Head of Salafist Nour Party steps down
Ahram Online, Tuesday 25 Dec 2012
Emad Abdel-Ghafour resigns as head of Salafist Nour Party, spokesman says



Emad Abdel-Ghafour has resigned from his post as head of the prominent Salafist Nour Party after growing increasingly frustrated with interference in his job from the Salafist Call, the party’s spokesman Yousry Hammad said on Tuesday.

“Abdel-Ghafour’s front within the party will hold a meeting on Tuesday to announce the withdrawal of the party’s leaders and explain the reasons for that decision,” Hammad was quoted as saying on Ahram’s Arabic-language news website.

The decision came despite the fact that the party's general assembly had earlier declared that there would be no withdrawals until the coming parliamentary elections.

“A new party will be formed. The names being considered for the new party include El-Sahwa (the Awakening) or El-Watan (the Motherland),” Hammad added.

The conflict within the party is reportedly between Abdel-Ghafour's front and followers of influential Sheikh Yasser El-Borhami, one of the founders of the Salafist Call, a movement that spawned Nour Party in 2011.

The supreme committee of the Nour Party, which espouses an ultra-conservative brand of Islam, withdrew confidence from Abdel-Ghafour in October but he eventually stayed put.

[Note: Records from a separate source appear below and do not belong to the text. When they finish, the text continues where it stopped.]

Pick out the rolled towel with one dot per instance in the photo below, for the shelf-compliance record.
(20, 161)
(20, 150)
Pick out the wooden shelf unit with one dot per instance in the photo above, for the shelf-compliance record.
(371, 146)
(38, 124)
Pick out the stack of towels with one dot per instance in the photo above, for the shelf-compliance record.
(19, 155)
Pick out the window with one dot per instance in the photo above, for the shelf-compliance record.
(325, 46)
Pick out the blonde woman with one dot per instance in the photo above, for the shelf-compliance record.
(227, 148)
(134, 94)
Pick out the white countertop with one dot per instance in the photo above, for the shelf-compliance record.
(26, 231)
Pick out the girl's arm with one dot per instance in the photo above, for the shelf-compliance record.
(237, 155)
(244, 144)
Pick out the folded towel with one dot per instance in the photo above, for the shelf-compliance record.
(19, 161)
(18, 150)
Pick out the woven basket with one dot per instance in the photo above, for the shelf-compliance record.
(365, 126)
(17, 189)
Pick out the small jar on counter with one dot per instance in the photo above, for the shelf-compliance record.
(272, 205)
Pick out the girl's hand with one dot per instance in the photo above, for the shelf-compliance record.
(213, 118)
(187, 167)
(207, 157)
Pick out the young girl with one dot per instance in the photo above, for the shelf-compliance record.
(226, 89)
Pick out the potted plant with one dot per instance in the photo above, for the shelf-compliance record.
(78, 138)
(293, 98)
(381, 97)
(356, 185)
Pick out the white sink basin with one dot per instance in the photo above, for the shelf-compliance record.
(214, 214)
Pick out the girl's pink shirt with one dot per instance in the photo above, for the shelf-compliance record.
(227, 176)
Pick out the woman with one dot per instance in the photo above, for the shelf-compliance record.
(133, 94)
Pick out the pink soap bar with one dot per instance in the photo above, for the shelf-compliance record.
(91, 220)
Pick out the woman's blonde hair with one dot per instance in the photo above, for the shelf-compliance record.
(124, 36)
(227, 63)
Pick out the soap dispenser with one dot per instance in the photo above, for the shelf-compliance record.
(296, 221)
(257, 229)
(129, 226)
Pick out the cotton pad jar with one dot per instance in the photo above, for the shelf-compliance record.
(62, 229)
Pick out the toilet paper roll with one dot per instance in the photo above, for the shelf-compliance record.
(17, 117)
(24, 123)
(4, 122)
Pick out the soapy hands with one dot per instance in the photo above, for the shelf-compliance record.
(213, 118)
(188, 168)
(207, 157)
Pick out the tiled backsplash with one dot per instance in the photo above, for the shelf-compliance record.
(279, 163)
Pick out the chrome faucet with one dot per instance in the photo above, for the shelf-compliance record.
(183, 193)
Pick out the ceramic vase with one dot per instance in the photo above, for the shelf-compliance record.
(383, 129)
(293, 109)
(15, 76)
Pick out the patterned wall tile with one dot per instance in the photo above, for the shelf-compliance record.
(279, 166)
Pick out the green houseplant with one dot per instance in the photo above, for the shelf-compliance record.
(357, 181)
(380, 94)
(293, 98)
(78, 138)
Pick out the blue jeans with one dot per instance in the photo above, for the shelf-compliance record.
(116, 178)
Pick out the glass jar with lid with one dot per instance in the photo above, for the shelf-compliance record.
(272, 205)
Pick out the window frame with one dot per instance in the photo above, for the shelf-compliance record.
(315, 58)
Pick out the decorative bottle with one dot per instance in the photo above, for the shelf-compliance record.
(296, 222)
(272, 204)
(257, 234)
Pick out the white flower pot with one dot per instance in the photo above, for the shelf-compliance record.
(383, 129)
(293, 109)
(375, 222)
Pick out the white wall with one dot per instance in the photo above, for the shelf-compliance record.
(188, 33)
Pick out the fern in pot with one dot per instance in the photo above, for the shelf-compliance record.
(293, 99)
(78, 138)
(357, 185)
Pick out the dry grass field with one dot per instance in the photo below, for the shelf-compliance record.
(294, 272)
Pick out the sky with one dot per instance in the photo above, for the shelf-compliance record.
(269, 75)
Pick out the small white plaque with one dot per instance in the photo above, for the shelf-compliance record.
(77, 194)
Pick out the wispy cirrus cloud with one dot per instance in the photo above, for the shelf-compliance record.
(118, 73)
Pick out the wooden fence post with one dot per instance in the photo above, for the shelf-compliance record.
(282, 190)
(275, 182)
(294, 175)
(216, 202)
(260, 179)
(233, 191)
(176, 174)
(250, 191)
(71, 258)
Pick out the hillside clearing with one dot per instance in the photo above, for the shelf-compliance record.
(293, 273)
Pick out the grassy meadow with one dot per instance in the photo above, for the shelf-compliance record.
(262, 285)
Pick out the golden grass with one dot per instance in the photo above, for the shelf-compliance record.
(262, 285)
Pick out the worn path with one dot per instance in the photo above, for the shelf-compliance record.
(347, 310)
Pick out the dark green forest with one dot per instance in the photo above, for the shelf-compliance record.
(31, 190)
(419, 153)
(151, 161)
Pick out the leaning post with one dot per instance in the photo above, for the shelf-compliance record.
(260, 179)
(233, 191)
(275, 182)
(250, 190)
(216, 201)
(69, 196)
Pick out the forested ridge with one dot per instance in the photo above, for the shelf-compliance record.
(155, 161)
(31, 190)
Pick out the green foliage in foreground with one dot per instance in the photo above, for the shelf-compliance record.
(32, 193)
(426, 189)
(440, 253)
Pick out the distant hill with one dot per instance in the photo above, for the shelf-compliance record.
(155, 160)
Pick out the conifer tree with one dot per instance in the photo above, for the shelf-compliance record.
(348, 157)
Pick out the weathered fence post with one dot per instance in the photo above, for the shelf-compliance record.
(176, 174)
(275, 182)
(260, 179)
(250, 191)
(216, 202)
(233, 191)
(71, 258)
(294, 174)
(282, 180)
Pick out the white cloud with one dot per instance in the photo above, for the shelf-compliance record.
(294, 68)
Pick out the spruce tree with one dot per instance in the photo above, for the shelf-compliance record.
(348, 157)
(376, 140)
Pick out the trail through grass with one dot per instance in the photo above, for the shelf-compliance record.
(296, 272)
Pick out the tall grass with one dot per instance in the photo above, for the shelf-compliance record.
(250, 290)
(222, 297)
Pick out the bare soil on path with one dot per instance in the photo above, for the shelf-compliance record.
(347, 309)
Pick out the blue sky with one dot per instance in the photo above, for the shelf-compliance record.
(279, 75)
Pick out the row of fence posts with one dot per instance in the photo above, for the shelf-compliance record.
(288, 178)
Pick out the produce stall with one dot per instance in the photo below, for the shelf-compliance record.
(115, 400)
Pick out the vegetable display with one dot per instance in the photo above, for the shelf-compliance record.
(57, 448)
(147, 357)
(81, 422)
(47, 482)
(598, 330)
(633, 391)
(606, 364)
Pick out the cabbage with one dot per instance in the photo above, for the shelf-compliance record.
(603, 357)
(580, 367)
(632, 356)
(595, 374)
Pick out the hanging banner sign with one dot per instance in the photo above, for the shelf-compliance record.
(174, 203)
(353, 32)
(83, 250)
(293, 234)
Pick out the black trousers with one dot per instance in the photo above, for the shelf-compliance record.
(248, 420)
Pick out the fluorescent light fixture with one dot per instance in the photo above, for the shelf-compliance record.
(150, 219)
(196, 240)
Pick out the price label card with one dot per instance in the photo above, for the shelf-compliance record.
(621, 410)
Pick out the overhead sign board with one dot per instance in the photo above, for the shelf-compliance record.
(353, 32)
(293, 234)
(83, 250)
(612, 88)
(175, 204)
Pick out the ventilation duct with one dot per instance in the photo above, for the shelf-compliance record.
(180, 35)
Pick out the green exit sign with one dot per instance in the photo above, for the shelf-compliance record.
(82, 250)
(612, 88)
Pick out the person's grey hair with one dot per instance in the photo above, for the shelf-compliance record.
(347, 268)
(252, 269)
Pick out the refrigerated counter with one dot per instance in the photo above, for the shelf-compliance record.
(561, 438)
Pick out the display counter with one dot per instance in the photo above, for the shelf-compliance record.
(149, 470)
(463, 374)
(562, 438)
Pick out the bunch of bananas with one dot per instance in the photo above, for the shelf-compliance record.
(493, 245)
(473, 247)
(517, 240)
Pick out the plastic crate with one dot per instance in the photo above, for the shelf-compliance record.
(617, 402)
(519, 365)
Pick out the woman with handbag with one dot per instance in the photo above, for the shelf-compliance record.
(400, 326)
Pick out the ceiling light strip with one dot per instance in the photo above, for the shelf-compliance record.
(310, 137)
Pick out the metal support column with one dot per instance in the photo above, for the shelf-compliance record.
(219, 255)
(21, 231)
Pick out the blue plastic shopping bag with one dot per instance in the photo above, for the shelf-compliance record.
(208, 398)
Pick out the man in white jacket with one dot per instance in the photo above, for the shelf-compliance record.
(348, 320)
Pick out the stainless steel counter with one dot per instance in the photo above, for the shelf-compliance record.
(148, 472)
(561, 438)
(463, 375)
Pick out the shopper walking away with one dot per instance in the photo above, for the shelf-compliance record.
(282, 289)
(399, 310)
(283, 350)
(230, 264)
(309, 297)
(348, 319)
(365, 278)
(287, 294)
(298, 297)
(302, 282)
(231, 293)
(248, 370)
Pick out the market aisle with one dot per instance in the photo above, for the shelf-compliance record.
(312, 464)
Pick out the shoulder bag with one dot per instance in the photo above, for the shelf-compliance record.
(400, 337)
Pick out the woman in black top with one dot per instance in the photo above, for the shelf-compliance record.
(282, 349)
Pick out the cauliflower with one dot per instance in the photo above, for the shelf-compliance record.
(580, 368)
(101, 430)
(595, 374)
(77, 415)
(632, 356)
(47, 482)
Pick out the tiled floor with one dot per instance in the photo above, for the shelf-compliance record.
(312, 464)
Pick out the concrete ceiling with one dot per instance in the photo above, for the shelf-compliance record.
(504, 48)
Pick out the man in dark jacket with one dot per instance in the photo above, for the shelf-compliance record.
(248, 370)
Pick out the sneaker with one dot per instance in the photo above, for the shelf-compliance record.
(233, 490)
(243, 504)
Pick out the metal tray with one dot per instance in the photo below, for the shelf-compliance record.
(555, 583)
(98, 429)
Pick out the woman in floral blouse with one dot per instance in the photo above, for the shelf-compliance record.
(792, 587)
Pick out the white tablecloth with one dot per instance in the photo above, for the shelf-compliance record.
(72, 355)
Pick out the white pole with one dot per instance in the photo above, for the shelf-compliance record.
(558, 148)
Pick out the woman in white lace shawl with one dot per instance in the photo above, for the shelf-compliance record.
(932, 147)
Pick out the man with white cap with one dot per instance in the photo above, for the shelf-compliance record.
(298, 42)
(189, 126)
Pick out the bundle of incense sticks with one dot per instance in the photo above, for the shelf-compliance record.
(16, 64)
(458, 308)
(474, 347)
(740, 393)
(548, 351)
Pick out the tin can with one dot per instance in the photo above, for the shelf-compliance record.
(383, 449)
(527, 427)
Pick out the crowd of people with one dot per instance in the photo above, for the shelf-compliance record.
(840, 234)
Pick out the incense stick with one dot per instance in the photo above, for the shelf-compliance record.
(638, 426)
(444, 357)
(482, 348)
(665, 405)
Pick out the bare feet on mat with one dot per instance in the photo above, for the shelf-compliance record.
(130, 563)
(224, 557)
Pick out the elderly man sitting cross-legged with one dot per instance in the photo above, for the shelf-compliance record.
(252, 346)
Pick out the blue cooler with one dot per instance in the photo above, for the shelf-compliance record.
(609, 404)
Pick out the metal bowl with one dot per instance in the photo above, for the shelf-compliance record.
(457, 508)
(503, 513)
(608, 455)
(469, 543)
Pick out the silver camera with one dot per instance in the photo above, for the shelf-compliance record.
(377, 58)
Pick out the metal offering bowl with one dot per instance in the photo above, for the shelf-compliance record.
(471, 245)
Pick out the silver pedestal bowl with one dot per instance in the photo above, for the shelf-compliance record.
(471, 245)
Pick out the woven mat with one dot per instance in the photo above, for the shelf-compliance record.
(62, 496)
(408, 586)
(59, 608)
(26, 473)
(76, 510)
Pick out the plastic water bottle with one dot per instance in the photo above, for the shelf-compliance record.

The Salafist Call, led by El-Borhami, stood by members of the party’s supreme committee in the conflict that divided the party between two fronts, the supporters of El-Borhami and those of 'reformist' Abdel Ghafour.

Abdel-Ghafour and his supporters – known as the 'Reformist Front' within the party – retaliated by calling for the dismissal of the supreme committee via the party's official Twitter account.

Nour is the most influential Salafist party in Egypt. It led a coalition of Islamist political parties that won 127 seats in the lower house of parliament early this year.

The parliament was eventually dissolved by a court order.